Et le clan Fédéricci, dont la tête Ange-Toussaint et son frère Jean-François, tout comme leur ami Jacques Butafoghi qui traînent aussi leurs guêtres à l’ombre, aimeraient bien aussi revoir M. Paul.
Tant d’attente suscitée, tant d’explications à donner, cela peut vous faire perdre vos moyens. « Lantiéri, c’est une trompette », résume en chœur le Milieu, « on l’a mis là et il a merdé, c’est pour cela qu’il se terre ». Comme un écho, chacune des personnalités rencontrées par Bakchich minore son rôle, son influence, et troque parfois le « trompette » par « c’est une pipe ». Bref, Paul, s’il a fait ses preuves pour inviter des personnalités du show-biz dans ses soirées, que ce fut à feu la discothèque Amnésia, ou pour la soirée d’inauguration du Cercle (qualifié en son temps par le Figaro d’événement people de l’année) ne sait rien gérer. Et n’a pu être mis à la tête de l’opération par la seule grâce de son charisme. Ni par la force. « Les Fédéricci sont des braqueurs pas des gestionnaires, en aucun cas ils n’auraient pu monter une boîte comme le Cercle, qui nécessite beaucoup d’appuis, financiers et autres », balaie un fonctionnaire enamouré de l’île de Beauté.
Les flics ne sont pas loin du tout de penser la même chose. Trop peu d’envergure le Paul. Ses petits camarades qui ont investi des sommes sonnantes et trébuchantes ne l’ont pas fait sur sa seule demande. Un rapport de la direction de la police judiciaire d’Ajaccio, daté du 28 juin 2007, lâche un joli nom. « La question d’une extorsion de fonds menée par Lantiéri ou un investisseur occulte, probablement Jean-Gé Colonna- est posée. »

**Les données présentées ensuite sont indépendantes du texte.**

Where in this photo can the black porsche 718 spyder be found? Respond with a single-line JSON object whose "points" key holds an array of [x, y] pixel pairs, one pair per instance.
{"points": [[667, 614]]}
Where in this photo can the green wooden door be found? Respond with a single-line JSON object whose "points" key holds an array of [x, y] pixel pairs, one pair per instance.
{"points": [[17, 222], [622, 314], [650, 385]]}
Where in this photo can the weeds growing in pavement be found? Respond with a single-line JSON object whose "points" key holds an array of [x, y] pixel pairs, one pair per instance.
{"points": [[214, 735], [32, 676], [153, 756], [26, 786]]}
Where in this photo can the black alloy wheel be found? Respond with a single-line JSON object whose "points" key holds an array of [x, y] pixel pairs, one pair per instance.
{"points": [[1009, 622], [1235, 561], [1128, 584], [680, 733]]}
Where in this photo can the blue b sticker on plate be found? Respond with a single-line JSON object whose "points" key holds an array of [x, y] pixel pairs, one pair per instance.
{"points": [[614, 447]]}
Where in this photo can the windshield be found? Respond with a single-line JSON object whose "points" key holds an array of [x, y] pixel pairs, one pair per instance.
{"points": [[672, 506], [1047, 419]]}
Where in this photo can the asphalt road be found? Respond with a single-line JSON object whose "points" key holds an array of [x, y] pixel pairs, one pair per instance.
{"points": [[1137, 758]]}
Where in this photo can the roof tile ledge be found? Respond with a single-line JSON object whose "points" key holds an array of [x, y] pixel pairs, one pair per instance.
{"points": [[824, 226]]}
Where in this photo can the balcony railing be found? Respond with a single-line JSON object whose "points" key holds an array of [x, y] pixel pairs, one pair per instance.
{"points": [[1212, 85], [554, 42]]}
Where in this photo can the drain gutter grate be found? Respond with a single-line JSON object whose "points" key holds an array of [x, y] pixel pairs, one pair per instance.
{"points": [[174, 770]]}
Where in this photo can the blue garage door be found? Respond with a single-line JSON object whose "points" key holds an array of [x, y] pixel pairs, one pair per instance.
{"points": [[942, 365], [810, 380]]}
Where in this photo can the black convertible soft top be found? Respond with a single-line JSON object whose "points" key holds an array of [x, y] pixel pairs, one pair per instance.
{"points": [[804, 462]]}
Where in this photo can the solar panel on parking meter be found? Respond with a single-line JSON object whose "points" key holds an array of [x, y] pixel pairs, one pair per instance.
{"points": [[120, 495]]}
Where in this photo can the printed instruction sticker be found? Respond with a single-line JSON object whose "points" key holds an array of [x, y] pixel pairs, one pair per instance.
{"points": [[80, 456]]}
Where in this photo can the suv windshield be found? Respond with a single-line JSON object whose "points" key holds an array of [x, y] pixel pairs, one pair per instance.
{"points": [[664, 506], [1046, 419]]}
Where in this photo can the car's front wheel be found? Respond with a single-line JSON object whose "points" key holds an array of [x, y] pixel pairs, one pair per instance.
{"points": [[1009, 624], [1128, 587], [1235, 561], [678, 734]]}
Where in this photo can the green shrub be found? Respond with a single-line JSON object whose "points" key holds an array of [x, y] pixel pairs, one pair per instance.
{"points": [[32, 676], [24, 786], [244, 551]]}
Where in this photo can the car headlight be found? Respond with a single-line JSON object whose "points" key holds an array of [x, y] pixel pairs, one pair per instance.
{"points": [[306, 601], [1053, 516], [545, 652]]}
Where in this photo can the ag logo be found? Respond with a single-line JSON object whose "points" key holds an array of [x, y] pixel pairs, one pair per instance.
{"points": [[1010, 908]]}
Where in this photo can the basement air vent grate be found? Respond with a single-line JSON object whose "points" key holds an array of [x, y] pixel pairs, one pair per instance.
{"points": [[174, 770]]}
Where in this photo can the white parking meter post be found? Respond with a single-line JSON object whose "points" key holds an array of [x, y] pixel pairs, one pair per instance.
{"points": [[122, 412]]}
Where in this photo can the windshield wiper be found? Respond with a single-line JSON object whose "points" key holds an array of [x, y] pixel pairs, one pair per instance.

Feu Jean-Gé, une légende du milieu Corse, ancien de la French Connection, évadé en pyjama en 1975, considéré par la commission d’enquête parlementaire sur la Corse de 1998 comme le seul parrain d’influence de l’île. Et très au fait de l’univers des jeux. Ses protégés, Michel Tomi et Robert Féliciaggi (assassiné en 2006) étaient plus connus sous les noms « d’empereurs des jeux africains ». Et Charles Pasqua, ministre de l’Intérieur n’était pas vraiment un étranger pour lui, plutôt une bonne connaissance (cf. Jean-Gé Colonna, feu le parrain corse).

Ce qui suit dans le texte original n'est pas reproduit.